I’ve never smoked a cigarette in my life. Not a single puff. I think they’re gross. Trust me when I say that I have plenty of addictions and things I need to give up in my life. They’ve just never taken the form of nicotine products.
Vance, on the other hand, struggled with this addiction for almost 30 years. He started smoking to help him stay awake in submariners’ school. After that, the habit was formed and he was never quite able to shake it, despite trying many, many times.
In our relationship, smoking was often a point of contention. He’d promise me he was done but he never quite could give them up for good.
I hated those cigarettes. So much.
On an official death certificate, there’s a box that asks if this is a tobacco related death. The box on my husband’s is checked “yes.” All those years of smoking Marlboro Lights contributed to his heart attack.
I really, really hate those cigarettes.
When he died, I immediately collected them from around the house and gave them away. I didn’t want them in my house. Ever.
But a while back it snowed and my little guys wanted me to take them sledding. So I put on a pair of Vance’s coveralls and there in the pocket was an almost empty pack of Marlboros. I shoved them back in the pocket and held back my tears in front of the boys.

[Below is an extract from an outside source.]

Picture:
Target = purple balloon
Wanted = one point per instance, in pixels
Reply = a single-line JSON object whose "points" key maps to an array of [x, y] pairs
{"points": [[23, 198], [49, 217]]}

At our house, these were exclusively Vance’s. No one else smoked. So finding this pack, that was like finding a little piece of him. I didn’t give them away or throw them out. This little pack of cancer sticks, they were a connection to a life that’s gone now. And right now, I’m holding on to every bit of connection I can find.
Over a month later, the pack is still in my van. Just hanging out in the door, waiting for me to decide its fate.
I still hate these cigarettes.
But I can’t throw them out, not just yet.